The precautionary principle was a “key lesson” from SARS that Ontario failed to heed, says Mario Possamai, who advised Campbell on the SARS Commission. In his October 2020 report “A Time of Fear,” he details how Canada’s failure to employ the precautionary principle endangered health workers, who made up nearly 20 per cent of Canada’s cases in late July — twice the global average.
Back when little was known about COVID-19, Possamai says we should have been protecting against airborne transmission by mandating health workers wear N95s and ramping up air purification and ventilation systems in facilities like hospitals, schools and long-termcare homes.
“They’ve been given surgical masks, and surgical masks are not sufficient for an airborne disease,” he said. “They should have been wearing N95s right from the word go.”
There is now a widespread consensus that COVID-19 can be transmitted through the air.
For Chagla, the issue isn’t that we aren’t taking precautions — it’s that we still don’t know which precautions to take since the evidence hasn’t been generated.
“I think the failure is the fact that we are 10 months into this, and we’re still talking about the precautionary principle as it compares to SARS when there’s been thousands of times more cases of COVID-19 in every health-care system as compared to SARS, which affected a small region of the Greater Toronto Area.”
After SARS, Naylor said, we should have taken stock of different institutions and their vulnerabilities when it comes to infectious disease. “There’s a terrible, tragic lesson to be learned here about who is vulnerable when a respiratory virus grips through a population and how we have to be much better prepared to deal with it.”

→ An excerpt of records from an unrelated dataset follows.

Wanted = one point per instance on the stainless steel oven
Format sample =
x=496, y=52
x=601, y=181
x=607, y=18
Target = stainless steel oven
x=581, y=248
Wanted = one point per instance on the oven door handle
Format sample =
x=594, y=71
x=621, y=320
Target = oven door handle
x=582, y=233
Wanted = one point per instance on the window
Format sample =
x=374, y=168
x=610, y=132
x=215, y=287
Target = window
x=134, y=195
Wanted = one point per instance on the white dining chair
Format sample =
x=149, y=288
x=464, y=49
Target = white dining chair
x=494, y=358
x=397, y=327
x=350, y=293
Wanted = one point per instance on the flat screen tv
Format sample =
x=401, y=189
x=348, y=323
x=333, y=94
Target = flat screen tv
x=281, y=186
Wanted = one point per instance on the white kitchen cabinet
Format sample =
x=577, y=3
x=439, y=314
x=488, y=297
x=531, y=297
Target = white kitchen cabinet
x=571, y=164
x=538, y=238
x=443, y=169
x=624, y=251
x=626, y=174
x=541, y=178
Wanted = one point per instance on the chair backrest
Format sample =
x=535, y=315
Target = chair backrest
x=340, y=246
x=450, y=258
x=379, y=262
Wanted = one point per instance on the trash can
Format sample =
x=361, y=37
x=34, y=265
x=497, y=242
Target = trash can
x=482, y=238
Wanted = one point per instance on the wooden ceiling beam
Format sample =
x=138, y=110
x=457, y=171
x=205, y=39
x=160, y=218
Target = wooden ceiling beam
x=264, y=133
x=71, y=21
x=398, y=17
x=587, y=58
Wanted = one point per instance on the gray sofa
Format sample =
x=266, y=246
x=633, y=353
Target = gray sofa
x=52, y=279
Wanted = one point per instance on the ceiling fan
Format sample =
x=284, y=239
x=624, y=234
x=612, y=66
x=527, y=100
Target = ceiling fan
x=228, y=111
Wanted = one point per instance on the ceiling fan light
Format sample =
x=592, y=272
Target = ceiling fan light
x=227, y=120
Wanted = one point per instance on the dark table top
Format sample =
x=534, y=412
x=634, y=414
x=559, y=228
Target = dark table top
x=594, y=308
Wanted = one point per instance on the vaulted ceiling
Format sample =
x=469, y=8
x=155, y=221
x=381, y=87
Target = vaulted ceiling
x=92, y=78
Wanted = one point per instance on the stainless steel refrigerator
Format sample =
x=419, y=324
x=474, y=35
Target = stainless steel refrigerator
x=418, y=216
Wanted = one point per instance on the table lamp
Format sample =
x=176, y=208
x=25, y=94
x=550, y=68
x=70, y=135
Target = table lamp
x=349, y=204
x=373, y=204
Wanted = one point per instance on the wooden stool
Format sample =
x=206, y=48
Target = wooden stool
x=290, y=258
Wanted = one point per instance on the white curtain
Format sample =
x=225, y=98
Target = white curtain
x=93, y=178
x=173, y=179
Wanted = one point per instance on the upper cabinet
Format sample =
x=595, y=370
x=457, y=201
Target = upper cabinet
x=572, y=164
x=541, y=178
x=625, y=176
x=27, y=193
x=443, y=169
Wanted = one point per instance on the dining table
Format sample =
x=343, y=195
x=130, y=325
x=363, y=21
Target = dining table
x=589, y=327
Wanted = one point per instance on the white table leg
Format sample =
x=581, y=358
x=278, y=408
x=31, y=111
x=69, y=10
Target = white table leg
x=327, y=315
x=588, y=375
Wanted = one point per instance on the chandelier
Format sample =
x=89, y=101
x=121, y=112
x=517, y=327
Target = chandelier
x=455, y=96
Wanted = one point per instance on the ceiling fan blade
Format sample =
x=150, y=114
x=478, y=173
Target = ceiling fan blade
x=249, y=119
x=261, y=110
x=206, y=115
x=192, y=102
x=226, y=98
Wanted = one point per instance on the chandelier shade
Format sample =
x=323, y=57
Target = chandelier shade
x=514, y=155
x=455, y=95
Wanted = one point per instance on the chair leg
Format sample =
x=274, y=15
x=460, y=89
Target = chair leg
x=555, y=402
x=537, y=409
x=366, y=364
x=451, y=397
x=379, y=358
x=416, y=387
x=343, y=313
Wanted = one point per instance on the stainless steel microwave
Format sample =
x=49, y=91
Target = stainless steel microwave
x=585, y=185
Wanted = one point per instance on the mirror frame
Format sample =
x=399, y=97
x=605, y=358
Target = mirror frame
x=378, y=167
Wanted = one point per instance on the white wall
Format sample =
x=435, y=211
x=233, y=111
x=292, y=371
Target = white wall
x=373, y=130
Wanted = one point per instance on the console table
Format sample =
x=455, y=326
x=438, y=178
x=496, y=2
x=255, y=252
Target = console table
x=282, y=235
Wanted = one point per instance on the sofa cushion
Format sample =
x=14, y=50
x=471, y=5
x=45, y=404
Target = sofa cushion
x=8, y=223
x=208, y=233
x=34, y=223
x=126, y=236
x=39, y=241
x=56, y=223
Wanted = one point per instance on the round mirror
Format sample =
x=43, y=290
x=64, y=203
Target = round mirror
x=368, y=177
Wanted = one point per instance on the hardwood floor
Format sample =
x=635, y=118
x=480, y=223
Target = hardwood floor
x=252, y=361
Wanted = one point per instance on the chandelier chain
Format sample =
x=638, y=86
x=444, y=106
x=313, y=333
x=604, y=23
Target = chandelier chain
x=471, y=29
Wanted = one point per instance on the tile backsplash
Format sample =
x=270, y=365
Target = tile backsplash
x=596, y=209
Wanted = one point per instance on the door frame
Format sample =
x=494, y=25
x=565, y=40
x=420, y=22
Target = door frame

Seventeen years is a long time in public health. The death and suffering of SARS reinvigorated interest and investment in the public health system — but over time, memories faded, budgets were cut, and lessons went unlearned. The failure to learn from old mistakes is not a new condition.
“David Naylor clearly identified this issue in his report,” Mowat said. “The history of public health in Canada is that there’s an outbreak, and then there’s a response, and there’s further investment as a result of that outbreak, and then it fades away, and then there’s another outbreak.”
“He said — his exact words — ‘this cycle must stop.’ ”
This could be the most important lesson we take from COVID-19.